Ces trois groupes de souches sont les premiers à avoir été identifiés au début des années 30. Depuis la fin des années 70, de nouveaux groupes ont été identifiés, correspondant à des isolats dont le génome est issu de un à plusieurs événements de recombinaison entre le génome d’un isolat de type PVYO et d’un isolat de type PVYN. Ces réassortiments génomiques ont permis à ces variants d’acquérir des propriétés de ces deux souches ancestrales et d’exprimer une virulence et une agressivité pouvant être accentuées.
- PVYNTN, groupe d’isolats présentant les mêmes caractéristiques sérologiques et biologiques que celles des isolats PVYN, mais qui s’en différencient par leur capacité à induire l’expression sur tubercule de nécroses annulaires superficielles (maladie de la PTNRD – Potato Tuber Necrosis Ringspot Disease) (cf fiche dédiée) ;
- PVYN-Wi, groupe d’isolats présentant les mêmes propriétés sérologiques de celles des isolats PVYO, mais présentant des propriétés biologiques proches sur tabac et pomme de terre de celles des isolats PVYN. Sur trois variétés américaines (Yukon Gold, Alturas, Caribe), ces isolats sont également capables d’induire sur tubercules l’expression de nécroses annulaires superficielles ;
- PVYZ, groupe d’isolats présentant les mêmes propriétés sérologiques et biologiques sur pomme de terre que celles des isolats PVYNTN ; mais ils s’en différencient du fait qu’ils induisent de la mosaïque sur tabac comme les isolats de type PVYO ;
- PVYE, groupe d’isolats présentant les mêmes propriétés sérologiques et biologiques que les isolats PVYZ, excepté qu’ils surmontent des gènes de résistance sur pomme de terre efficaces sur les isolats PVYZ.

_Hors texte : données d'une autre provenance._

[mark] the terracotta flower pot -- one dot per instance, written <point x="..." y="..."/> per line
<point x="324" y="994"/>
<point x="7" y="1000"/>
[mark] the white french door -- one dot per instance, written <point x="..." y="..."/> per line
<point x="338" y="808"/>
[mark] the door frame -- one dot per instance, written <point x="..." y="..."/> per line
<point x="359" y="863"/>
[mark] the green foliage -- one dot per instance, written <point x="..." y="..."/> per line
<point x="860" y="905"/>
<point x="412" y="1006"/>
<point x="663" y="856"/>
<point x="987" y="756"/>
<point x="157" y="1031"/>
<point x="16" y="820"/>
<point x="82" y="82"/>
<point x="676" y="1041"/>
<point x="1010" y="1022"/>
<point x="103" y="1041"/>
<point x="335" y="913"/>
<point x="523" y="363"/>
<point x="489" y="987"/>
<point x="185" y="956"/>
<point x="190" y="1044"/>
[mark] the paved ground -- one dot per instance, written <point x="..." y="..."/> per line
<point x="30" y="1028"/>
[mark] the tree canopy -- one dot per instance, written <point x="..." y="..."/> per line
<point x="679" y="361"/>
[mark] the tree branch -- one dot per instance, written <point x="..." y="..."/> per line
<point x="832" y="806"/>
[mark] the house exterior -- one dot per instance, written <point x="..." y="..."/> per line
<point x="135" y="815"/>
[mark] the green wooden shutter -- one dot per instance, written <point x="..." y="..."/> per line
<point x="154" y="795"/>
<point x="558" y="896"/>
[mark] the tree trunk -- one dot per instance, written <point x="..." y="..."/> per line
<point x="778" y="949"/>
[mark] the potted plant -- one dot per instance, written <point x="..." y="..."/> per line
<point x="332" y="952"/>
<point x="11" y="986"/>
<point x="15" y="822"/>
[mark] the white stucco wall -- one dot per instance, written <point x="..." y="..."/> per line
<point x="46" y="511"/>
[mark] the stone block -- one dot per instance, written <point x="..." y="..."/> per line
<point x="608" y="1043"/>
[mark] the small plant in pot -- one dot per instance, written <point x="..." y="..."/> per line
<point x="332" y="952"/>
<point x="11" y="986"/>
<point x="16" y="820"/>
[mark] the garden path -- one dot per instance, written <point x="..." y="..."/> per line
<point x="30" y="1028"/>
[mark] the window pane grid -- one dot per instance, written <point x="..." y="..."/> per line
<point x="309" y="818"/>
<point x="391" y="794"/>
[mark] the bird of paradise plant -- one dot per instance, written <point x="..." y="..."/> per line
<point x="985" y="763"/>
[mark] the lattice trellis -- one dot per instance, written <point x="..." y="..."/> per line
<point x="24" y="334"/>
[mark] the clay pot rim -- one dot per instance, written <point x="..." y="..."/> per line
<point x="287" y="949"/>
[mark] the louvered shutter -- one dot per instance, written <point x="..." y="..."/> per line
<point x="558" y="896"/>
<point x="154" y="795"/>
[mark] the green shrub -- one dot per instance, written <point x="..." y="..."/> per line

La capacité de recombinaisons importantes entre les isolats du virus Y favorise ainsi l’émergence de nouvelles souches et une forte variabilité du virus, ainsi que des symptômes qu’il provoque. A côté de ces 7 groupes de souches, d’autres isolats PVY ont été décrits de par le monde avec des caractéristiques biologiques différentes de celles décrites dans les groupes précédents. Ces isolats particuliers étant unique, ils sont regroupés dans un groupe appelé « autres ».
En Europe, les isolats PVY prépondérants en parcelles de production sont les isolats PVYNTN et PVYN-Wi. À partir du début des années 2000, ils ont supplanté les isolats PVYO et PVYN, majoritaires jusqu’à cette date. Les isolats PVYZ et PVYE, sont rares et n’ont été rapportés qu’au Brésil, Syrie et Espagne.